Il y a enfin les pures escroqueries, ces arnaques collectives et organisées, presque professionnelles. Elles existent notamment là où les flux de touristes sont plus massifs, à Delhi ou à Agra par exemple. Parfois, on peut les voir venir de loin mais mieux vaut ne pas se laisser surprendre.
Cela requiert parfois de se renseigner sur les arnaques les plus courantes, de préparer son déplacement ou sa visite à l’avance, de savoir le où, le quoi et le comment pour ne pas avoir l’air perdu, l’air de la proie facile.
Pour nous, c’était un moyen de nous rassurer, quitte à perdre un peu au change, c’est à dire à diminuer la part d’aléatoire qui peut faire la beauté du voyage. Mais en échange nous n’avons pas subi ces désagréments qui en ont dégouté plus d’un.
Le tout est d’y trouver son propre équilibre de voyageur, en agissant selon sa capacité à sentir les mauvais coups.
Mais souvent il s’agit juste de bon sens, et d’avoir un minimum de chance évidemment.. Comme partout en fait : ces difficultés sont l’apanage, à des degrés divers, de nombreux pays.

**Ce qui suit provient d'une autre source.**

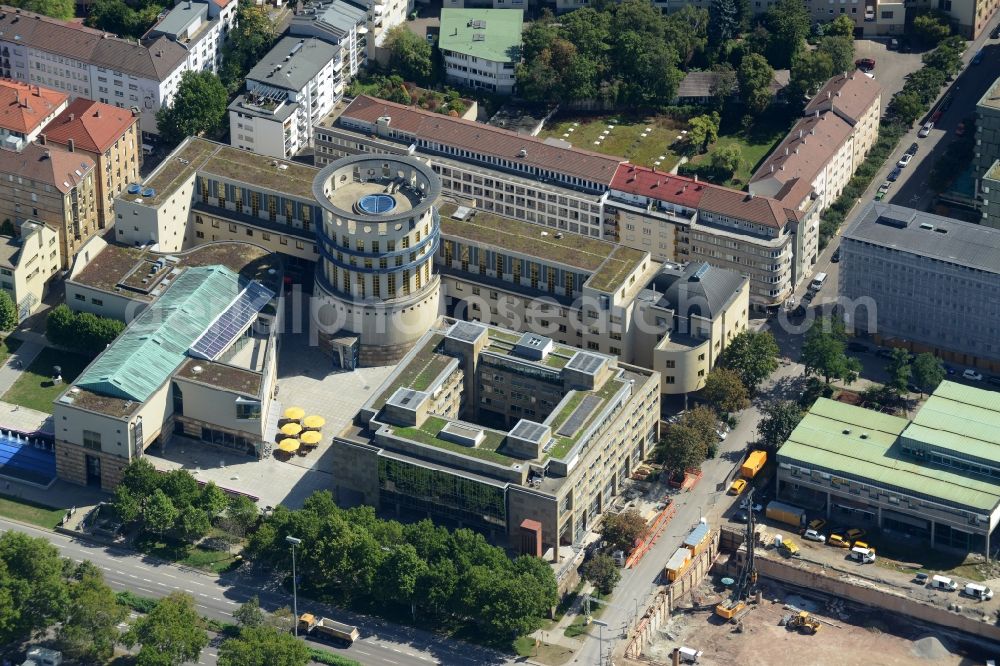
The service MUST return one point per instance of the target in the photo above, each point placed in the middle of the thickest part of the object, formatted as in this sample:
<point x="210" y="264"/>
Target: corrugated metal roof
<point x="864" y="444"/>
<point x="157" y="341"/>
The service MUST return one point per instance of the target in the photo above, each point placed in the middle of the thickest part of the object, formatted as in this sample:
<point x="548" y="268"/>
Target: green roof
<point x="866" y="445"/>
<point x="156" y="342"/>
<point x="501" y="31"/>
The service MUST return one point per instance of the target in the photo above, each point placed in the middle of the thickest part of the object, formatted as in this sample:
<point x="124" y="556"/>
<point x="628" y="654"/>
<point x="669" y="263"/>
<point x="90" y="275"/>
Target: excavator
<point x="747" y="579"/>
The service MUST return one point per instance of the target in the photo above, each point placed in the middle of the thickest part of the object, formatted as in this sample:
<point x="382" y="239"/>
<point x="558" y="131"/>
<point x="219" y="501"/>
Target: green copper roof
<point x="490" y="34"/>
<point x="156" y="342"/>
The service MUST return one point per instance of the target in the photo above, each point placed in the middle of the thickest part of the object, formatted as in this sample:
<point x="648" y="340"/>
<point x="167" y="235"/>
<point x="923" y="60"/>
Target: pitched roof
<point x="481" y="138"/>
<point x="490" y="34"/>
<point x="91" y="125"/>
<point x="74" y="40"/>
<point x="23" y="106"/>
<point x="847" y="95"/>
<point x="47" y="164"/>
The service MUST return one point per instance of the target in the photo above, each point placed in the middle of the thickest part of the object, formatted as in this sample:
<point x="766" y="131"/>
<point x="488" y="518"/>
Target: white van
<point x="977" y="591"/>
<point x="817" y="282"/>
<point x="943" y="583"/>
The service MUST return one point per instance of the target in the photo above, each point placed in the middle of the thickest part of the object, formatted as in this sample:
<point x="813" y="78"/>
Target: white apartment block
<point x="88" y="63"/>
<point x="288" y="92"/>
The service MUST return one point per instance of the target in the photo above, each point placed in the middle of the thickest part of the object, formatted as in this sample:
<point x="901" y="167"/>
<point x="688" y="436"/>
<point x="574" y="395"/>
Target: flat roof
<point x="928" y="235"/>
<point x="490" y="34"/>
<point x="864" y="444"/>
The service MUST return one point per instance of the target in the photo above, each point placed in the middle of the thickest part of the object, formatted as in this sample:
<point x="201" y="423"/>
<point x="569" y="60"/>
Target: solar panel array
<point x="232" y="322"/>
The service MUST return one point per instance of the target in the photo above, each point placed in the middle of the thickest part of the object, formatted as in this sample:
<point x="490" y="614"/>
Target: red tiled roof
<point x="93" y="126"/>
<point x="694" y="194"/>
<point x="23" y="107"/>
<point x="482" y="138"/>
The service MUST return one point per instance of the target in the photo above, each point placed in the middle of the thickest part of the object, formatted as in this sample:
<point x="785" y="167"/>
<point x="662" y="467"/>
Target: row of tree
<point x="81" y="331"/>
<point x="454" y="577"/>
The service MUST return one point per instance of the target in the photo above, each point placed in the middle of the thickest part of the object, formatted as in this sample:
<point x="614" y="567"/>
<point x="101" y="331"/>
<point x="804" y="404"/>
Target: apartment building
<point x="681" y="219"/>
<point x="25" y="109"/>
<point x="27" y="261"/>
<point x="481" y="47"/>
<point x="820" y="154"/>
<point x="52" y="186"/>
<point x="932" y="478"/>
<point x="923" y="282"/>
<point x="84" y="62"/>
<point x="291" y="89"/>
<point x="110" y="136"/>
<point x="524" y="440"/>
<point x="198" y="363"/>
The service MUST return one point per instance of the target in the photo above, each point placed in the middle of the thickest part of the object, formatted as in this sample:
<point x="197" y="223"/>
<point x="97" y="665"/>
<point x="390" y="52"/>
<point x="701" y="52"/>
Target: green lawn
<point x="35" y="389"/>
<point x="30" y="512"/>
<point x="625" y="140"/>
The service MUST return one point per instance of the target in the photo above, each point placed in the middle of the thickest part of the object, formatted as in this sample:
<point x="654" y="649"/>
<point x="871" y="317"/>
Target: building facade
<point x="925" y="282"/>
<point x="503" y="433"/>
<point x="934" y="478"/>
<point x="291" y="89"/>
<point x="108" y="135"/>
<point x="481" y="47"/>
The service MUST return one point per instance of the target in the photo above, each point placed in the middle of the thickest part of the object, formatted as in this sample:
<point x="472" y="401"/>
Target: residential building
<point x="110" y="136"/>
<point x="198" y="363"/>
<point x="512" y="435"/>
<point x="820" y="154"/>
<point x="291" y="89"/>
<point x="27" y="261"/>
<point x="25" y="109"/>
<point x="52" y="186"/>
<point x="682" y="219"/>
<point x="933" y="478"/>
<point x="924" y="282"/>
<point x="84" y="62"/>
<point x="481" y="47"/>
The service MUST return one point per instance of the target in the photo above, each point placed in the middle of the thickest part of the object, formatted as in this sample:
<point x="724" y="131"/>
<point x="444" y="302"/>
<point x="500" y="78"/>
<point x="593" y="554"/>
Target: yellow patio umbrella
<point x="289" y="445"/>
<point x="291" y="429"/>
<point x="311" y="437"/>
<point x="315" y="422"/>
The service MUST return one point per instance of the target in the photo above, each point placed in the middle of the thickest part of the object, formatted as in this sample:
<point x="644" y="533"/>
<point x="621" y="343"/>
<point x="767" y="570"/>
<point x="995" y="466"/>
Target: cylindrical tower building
<point x="375" y="277"/>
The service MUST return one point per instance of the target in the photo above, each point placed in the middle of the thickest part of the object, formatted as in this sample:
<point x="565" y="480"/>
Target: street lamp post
<point x="295" y="584"/>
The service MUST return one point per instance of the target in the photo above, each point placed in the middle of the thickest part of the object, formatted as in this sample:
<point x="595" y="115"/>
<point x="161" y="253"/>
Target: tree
<point x="602" y="571"/>
<point x="727" y="159"/>
<point x="898" y="369"/>
<point x="161" y="514"/>
<point x="753" y="356"/>
<point x="840" y="50"/>
<point x="198" y="107"/>
<point x="409" y="54"/>
<point x="680" y="449"/>
<point x="263" y="646"/>
<point x="90" y="629"/>
<point x="621" y="530"/>
<point x="778" y="421"/>
<point x="170" y="635"/>
<point x="8" y="312"/>
<point x="930" y="29"/>
<point x="725" y="391"/>
<point x="842" y="26"/>
<point x="928" y="372"/>
<point x="754" y="75"/>
<point x="824" y="352"/>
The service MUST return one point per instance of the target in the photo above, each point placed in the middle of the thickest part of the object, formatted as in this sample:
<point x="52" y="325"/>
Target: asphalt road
<point x="381" y="643"/>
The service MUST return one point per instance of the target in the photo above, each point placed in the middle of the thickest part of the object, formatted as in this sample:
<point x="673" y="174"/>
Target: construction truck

Ce qui est beaucoup plus propre à l’Inde en fait, et qui peut générer des difficultés supplémentaires aux précédentes, c’est LE choc culturel.
Changement de perspective : le choc culturel
Quand il s’agit de résoudre ces zones d’ombre et d’assembler toutes ces pièces de couleur foncée, un changement de perspective peut-être salvateur. Plutôt que de considérer leurs couleurs, au risque de s’y perdre, on peut observer leurs formes. Et là, toutes ces pièces qui paraissaient si semblables se distinguent par la taille, la position et le nombre de leurs excroissances.

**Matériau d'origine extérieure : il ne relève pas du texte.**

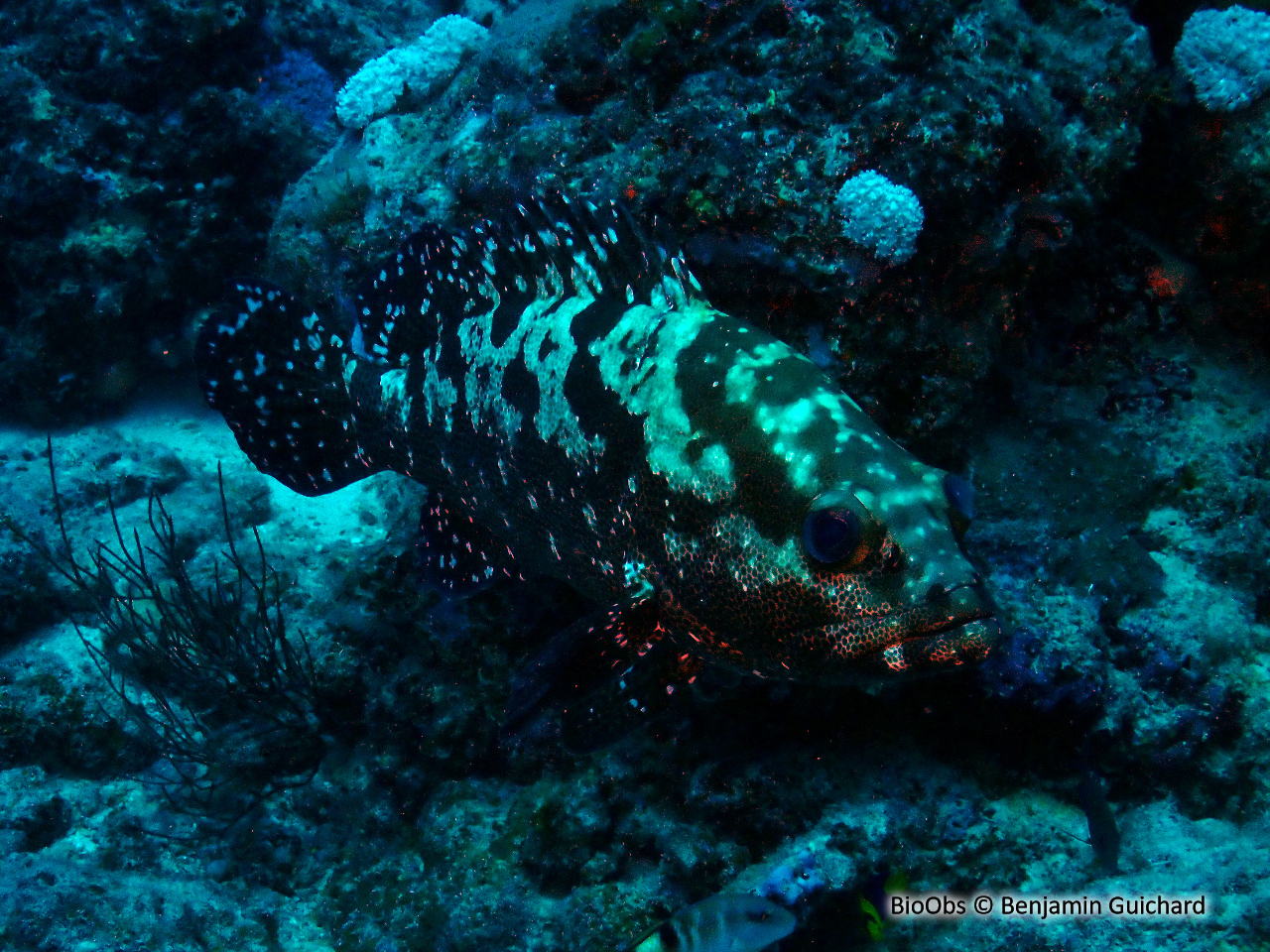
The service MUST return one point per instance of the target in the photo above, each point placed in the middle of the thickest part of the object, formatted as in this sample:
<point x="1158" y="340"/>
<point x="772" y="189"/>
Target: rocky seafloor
<point x="1082" y="330"/>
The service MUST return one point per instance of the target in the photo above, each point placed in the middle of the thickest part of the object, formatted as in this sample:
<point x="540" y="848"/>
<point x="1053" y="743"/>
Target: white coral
<point x="880" y="216"/>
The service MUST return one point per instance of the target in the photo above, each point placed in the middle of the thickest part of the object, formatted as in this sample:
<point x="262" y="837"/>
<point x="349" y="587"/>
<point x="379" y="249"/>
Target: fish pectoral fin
<point x="599" y="679"/>
<point x="457" y="553"/>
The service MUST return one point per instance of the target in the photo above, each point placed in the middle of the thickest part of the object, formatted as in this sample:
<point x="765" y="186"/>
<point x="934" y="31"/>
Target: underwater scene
<point x="634" y="475"/>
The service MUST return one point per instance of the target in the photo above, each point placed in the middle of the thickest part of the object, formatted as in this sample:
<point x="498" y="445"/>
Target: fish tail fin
<point x="275" y="371"/>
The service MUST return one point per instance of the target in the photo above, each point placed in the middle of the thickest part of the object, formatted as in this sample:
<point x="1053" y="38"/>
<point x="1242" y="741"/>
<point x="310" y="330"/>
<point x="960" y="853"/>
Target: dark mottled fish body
<point x="578" y="411"/>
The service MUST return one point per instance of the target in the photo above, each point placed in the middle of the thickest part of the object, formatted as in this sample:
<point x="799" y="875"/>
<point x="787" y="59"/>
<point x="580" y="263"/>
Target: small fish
<point x="722" y="923"/>
<point x="576" y="409"/>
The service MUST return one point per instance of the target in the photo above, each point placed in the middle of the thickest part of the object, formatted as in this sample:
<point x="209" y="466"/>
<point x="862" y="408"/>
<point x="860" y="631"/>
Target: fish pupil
<point x="830" y="535"/>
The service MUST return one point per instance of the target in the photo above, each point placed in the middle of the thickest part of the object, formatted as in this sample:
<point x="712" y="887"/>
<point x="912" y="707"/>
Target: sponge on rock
<point x="422" y="66"/>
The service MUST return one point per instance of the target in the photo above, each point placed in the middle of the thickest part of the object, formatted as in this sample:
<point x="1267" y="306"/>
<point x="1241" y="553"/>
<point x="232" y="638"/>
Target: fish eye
<point x="830" y="535"/>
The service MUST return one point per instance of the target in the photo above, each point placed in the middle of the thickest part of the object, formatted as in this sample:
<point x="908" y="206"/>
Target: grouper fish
<point x="722" y="923"/>
<point x="576" y="409"/>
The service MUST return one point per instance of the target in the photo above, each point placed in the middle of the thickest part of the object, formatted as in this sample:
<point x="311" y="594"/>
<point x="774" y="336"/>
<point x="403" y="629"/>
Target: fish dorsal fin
<point x="400" y="307"/>
<point x="543" y="248"/>
<point x="458" y="553"/>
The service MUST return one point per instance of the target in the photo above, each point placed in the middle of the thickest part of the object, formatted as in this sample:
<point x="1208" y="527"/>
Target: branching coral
<point x="209" y="676"/>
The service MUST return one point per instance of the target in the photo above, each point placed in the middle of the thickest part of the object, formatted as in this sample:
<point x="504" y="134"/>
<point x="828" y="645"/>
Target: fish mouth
<point x="959" y="627"/>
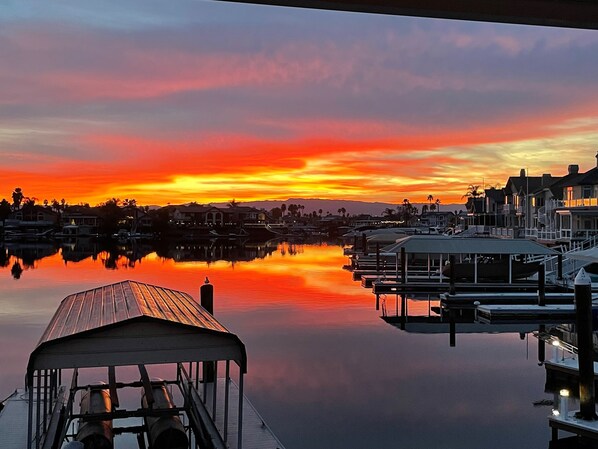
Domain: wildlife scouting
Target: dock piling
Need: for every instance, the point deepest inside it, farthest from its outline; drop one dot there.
(206, 294)
(452, 274)
(403, 265)
(583, 314)
(541, 285)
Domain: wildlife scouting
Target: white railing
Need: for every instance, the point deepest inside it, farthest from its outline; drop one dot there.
(581, 202)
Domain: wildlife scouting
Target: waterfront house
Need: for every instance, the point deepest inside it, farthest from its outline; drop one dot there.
(81, 221)
(199, 215)
(31, 218)
(440, 220)
(578, 211)
(517, 208)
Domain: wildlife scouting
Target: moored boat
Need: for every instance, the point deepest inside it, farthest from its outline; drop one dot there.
(492, 270)
(128, 334)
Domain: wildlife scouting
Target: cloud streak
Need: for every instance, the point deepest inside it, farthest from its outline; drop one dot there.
(221, 101)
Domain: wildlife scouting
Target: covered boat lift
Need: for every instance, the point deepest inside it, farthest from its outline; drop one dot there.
(441, 247)
(135, 324)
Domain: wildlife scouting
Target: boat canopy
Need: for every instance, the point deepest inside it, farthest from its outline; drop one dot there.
(440, 244)
(131, 323)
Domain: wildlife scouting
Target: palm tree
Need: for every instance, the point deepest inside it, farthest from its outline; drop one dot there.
(473, 191)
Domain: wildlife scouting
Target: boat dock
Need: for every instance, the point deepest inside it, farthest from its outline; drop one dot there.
(389, 286)
(464, 300)
(135, 325)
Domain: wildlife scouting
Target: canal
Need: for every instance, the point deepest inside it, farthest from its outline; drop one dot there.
(325, 371)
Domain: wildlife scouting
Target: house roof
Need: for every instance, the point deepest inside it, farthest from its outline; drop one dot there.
(524, 183)
(131, 323)
(497, 195)
(440, 244)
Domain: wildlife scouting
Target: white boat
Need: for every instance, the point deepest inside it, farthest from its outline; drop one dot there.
(122, 335)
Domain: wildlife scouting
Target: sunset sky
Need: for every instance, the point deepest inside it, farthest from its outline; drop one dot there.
(205, 101)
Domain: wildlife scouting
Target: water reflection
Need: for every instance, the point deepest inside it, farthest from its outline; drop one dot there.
(114, 255)
(324, 370)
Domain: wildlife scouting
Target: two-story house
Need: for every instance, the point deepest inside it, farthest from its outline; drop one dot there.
(578, 211)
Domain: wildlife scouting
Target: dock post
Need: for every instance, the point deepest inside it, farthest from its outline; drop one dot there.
(206, 294)
(541, 346)
(403, 311)
(452, 329)
(583, 321)
(403, 264)
(541, 285)
(452, 274)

Le décalage entre l’Inde et nos sociétés occidentales est abyssal. Dans l’esprit de n’importe lequel d’entre nous, au mieux il posera beaucoup, beaucoup de questions. Au pire, il sera insurmontable.
Prendre du recul, changer de perspective, avoir un œil nouveau : autant de manières de mieux vivre le choc culturel indien.

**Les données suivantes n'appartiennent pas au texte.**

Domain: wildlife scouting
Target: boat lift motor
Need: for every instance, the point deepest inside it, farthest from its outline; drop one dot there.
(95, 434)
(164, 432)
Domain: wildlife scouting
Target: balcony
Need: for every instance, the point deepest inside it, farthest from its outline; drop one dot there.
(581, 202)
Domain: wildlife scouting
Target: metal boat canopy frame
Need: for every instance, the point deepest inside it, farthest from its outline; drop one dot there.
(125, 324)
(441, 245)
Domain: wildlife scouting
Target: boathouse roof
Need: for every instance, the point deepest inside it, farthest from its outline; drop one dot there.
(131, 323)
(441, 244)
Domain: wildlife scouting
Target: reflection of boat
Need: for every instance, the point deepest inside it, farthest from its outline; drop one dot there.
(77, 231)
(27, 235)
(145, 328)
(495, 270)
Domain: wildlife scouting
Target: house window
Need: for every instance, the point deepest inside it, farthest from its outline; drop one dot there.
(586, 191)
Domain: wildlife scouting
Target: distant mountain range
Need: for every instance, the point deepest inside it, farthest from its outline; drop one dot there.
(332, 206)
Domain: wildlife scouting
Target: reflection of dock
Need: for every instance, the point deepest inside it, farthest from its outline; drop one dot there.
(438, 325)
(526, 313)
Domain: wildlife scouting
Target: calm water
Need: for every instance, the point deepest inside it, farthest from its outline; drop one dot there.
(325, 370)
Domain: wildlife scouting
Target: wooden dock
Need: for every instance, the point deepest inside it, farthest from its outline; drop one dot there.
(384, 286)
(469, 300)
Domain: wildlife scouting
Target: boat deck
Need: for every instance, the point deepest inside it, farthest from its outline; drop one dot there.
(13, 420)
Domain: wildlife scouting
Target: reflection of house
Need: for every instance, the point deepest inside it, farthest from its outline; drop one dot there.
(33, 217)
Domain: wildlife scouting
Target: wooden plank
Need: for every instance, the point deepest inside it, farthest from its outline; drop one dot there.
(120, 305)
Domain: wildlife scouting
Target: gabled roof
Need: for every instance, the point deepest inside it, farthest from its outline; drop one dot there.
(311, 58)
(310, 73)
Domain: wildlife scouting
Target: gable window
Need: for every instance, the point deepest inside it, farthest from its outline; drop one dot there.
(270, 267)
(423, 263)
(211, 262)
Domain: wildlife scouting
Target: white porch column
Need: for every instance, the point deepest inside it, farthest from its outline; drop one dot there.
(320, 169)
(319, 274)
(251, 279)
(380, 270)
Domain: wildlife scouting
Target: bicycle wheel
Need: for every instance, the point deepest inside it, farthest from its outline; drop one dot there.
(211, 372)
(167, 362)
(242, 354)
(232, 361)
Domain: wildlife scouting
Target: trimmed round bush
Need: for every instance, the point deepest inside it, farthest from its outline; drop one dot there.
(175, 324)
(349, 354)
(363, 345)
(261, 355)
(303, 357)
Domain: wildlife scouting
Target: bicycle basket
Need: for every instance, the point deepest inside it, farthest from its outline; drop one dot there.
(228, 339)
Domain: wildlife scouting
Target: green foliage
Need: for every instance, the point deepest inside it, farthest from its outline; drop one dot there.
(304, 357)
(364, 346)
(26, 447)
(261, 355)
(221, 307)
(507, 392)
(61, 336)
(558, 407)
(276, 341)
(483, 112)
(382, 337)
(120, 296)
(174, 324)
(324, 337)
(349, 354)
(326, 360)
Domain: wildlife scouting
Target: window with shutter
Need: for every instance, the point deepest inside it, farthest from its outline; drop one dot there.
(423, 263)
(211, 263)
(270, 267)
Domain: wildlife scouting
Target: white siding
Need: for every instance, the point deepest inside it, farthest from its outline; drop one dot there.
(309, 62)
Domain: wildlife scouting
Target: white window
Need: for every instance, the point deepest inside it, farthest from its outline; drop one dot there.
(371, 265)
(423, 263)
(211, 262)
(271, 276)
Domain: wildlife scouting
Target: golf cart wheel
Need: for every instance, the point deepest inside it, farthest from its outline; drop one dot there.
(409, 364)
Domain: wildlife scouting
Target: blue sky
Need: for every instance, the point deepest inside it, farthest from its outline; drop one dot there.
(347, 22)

D’abord, l’Inde nous a donné l’impression d’un pays dépourvu de règles, où chacun fait ce qu’il veut comme il veut, bien souvent au détriment d’autrui et de la société entière. On jette ses détritus par terre quand on en n’a plus besoin, peu importe où l’on est, on crache, on marche en bousculant les autres, on conduit en restant appuyé sur le klaxon, le plus vite possible, sans aucun code de la route. On écoute sa musique à fond à n’importe quelle heure, les gens coupent les files d’attente, on rentre dans le bus ou le métro avant que les autres ne soient descendus, il faut jouer des coudes partout, tout le temps, même avec des femmes et des personnes âgées…
Et c’est encore pire quand on est étranger : là, on est l’attraction du coin, surtout dans les zones un peu moins touristiques. Alors on vient voir ce que vous faites, on reste près de vous, à vous observer avec un regard particulièrement perçant, tout le temps, tout près, trop près, trop de monde !
Un sentiment oppressant.
Pour certains occidentaux que nous avons rencontrés en Inde, cela a plutôt un effet libérateur. Ils ont l’impression de vivre dans une société plus libre, dépourvue de nombreuses contraintes, et s’y sentent bien mieux qu’en Occident. Alors ils font le choix d’y rester.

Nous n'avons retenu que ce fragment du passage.